Пчеловод открывает верхнюю колодезню и осматривает голову улья. Вместо сплошных рядов пчел, облепивших все промежутки сотов и греющих детву, он видит искусную, сложную работу сотов, но уже не в том виде девственности, в котором она бывала прежде. Все запущено и загажено. Грабительницы – черные пчелы – шныряют быстро и украдисто по работам; свои пчелы, ссохшиеся, короткие, вялые, как будто старые, медленно бродят, никому не мешая, ничего не желая и потеряв сознание жизни. Трутни, шершни, шмели, бабочки бестолково стучатся на лету о стенки улья. Кое где между вощинами с мертвыми детьми и медом изредка слышится с разных сторон сердитое брюзжание; где нибудь две пчелы, по старой привычке и памяти очищая гнездо улья, старательно, сверх сил, тащат прочь мертвую пчелу или шмеля, сами не зная, для чего они это делают. В другом углу другие две старые пчелы лениво дерутся, или чистятся, или кормят одна другую, сами не зная, враждебно или дружелюбно они это делают. В третьем месте толпа пчел, давя друг друга, нападает на какую нибудь жертву и бьет и душит ее. И ослабевшая или убитая пчела медленно, легко, как пух, спадает сверху в кучу трупов. Пчеловод разворачивает две средние вощины, чтобы видеть гнездо. Вместо прежних сплошных черных кругов спинка с спинкой сидящих тысяч пчел и блюдущих высшие тайны родного дела, он видит сотни унылых, полуживых и заснувших остовов пчел. Они почти все умерли, сами не зная этого, сидя на святыне, которую они блюли и которой уже нет больше. От них пахнет гнилью и смертью. Только некоторые из них шевелятся, поднимаются, вяло летят и садятся на руку врагу, не в силах умереть, жаля его, – остальные, мертвые, как рыбья чешуя, легко сыплются вниз. Пчеловод закрывает колодезню, отмечает мелом колодку и, выбрав время, выламывает и выжигает ее.
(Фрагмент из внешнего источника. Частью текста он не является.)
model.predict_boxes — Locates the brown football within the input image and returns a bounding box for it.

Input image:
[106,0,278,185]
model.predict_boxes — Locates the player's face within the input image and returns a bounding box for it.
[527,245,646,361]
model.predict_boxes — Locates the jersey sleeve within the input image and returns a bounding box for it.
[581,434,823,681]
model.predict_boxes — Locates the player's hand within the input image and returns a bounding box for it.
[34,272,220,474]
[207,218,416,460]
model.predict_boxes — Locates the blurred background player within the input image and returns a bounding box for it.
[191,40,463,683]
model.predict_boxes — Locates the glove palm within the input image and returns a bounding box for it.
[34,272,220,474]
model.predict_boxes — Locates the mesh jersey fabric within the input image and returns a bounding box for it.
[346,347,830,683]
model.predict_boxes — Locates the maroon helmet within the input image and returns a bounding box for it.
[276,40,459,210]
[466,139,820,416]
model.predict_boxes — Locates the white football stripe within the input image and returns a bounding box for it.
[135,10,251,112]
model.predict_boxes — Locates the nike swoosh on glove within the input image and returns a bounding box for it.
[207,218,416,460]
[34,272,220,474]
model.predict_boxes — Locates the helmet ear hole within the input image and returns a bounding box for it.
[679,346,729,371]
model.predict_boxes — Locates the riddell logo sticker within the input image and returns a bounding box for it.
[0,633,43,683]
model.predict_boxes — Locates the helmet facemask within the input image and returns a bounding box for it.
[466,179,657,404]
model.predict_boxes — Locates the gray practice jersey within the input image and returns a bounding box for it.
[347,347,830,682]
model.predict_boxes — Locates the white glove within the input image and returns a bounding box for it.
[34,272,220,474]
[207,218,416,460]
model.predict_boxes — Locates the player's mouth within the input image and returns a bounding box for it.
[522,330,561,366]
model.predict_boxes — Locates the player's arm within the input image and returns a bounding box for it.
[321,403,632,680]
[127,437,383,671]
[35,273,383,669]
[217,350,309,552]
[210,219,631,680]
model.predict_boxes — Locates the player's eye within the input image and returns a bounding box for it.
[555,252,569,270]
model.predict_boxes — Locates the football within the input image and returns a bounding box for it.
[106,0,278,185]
Так пуста была Москва, когда Наполеон, усталый, беспокойный и нахмуренный, ходил взад и вперед у Камерколлежского вала, ожидая того хотя внешнего, но необходимого, по его понятиям, соблюдения приличий, – депутации.
В разных углах Москвы только бессмысленно еще шевелились люди, соблюдая старые привычки и не понимая того, что они делали.
Когда Наполеону с должной осторожностью было объявлено, что Москва пуста, он сердито взглянул на доносившего об этом и, отвернувшись, продолжал ходить молча.